Carlos E. Luján Andrade

De improviso infortunado. Collage sobre cartón-Carlos E. Luján Andrade
No deja de sorprenderme lo que uno recuerda. Hace más de una década instalé, por fin, un juego que me había obsesionado durante años: Battlefield 2142. Hoy, más que el juego, recuerdo el proceso absurdo, casi existencial, que me llevó a ese logro inútil.
Han pasado ya varios años desde que, luego de un largo intento, lo pude jugar. Era un videojuego que compré en 2006 y que, por alguna razón, no lo podía instalar en mi PC.
Recuerdo que al ver las imágenes del juego en la Internet mi frustración aumentaba, y me negaba a buscarlo en YouTube. No dejaba de preguntarme por qué me resultaba tan difícil hacer algo tan aparentemente sencillo como instalar un videojuego.
Como en todas esas cosas que uno intenta una y otra vez sin éxito, terminé por desistir. Con la resignación a cuestas, instalé otros juegos, y así mis horas de ocio lúdico quedaron aseguradas.
Hasta que, años después, compartí en la Internet mi antigua intriga por no haber podido resolver ese dilema. Descubrí que muchas personas compartían el mismo sentimiento de impotencia frente a ese codiciado, pero esquivo, videojuego. Las respuestas no eran claras ni simples; algunas soluciones eran más enrevesadas que el propio problema. Recordemos que era aproximadamente el 2008. Pero, en una de ellas —la más sencilla— encontré la clave. Con temor a una nueva decepción, seguí el consejo, lo probé… y funcionó.
Después de dos años de espera, el juego se instaló. Finalmente pude ver su entonces espectacular presentación y a los personajes que solo conocía en imágenes. Pero ya no era lo mismo. En ese tiempo había jugado títulos con mejores gráficos, tramas más interesantes y mecánicas más ágiles.
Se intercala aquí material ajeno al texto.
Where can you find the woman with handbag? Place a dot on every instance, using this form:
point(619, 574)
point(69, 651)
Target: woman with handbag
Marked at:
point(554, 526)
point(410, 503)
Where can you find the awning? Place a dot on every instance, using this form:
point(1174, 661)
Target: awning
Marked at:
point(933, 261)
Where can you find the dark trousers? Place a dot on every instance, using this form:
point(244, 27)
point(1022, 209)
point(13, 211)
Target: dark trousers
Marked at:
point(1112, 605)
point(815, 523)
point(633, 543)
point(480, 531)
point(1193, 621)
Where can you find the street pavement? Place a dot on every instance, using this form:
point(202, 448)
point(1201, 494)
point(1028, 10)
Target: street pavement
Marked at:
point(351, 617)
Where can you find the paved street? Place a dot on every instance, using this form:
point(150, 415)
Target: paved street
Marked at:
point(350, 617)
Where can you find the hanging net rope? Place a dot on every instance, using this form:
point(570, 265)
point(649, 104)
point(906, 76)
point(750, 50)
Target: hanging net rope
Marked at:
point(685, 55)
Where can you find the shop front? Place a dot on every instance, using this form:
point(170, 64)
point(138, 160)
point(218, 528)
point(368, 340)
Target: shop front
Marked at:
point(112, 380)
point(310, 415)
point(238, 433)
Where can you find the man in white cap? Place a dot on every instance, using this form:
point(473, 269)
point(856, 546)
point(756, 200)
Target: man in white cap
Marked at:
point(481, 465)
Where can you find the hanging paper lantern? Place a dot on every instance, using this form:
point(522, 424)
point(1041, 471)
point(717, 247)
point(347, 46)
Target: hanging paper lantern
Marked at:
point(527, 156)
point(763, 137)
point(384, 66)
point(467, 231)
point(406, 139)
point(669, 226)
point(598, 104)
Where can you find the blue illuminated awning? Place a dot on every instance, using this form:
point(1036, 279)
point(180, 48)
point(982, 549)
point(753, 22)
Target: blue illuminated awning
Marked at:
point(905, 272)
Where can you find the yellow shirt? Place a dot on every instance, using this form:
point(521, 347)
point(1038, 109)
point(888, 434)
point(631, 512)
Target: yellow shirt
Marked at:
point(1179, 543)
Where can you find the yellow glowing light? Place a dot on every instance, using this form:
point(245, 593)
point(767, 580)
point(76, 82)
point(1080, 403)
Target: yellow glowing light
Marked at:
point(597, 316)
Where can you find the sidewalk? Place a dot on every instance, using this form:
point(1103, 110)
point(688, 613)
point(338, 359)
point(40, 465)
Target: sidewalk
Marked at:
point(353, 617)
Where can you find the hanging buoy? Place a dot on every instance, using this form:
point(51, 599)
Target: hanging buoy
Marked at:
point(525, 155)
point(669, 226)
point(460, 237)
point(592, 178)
Battlefield 2142 se había vuelto viejo: toda esa promesa tecnológica ya había sido superada.
Sin embargo, algo de satisfacción sentí en ese momento. Fue como el alivio que deja un esfuerzo concluido, aunque su sentido ya se haya desvanecido. Me recordó otra pequeña victoria tardía: aprobar mi examen final de Matemática Básica I en el tercer intento. Recuerdo el día en que salí caminando por los pasillos de la universidad, rememorando las veces que lloré porque mi padre me gritaba al no aprender la tabla de multiplicar, los regresos a casa con la libreta desaprobada en los cursos de números, la frustración de no alcanzar el puntaje necesario en ciencias para ingresar a la universidad.
Pensaba que toda esa historia de lucha constante había terminado con ese bendito examen. Y, en efecto, así fue. Nunca más resolví un problema matemático.
Esos ejemplos abundan en mi vida: pequeñas victorias tardías, que perdieron su importancia inicial y motivación, pero que no por eso son menos gloriosas. A veces me pregunto adónde van estos momentos de triunfo sin testigos. ¿Qué dejan en nuestra experiencia? ¿Solo la gratificación de la perseverancia? ¿La ilusión de un final feliz? Ya que se siente como gritar gol con el estadio vacío, alarido que no consigue la clasificación ni ganan campeonatos, pero es gritar gol al fin.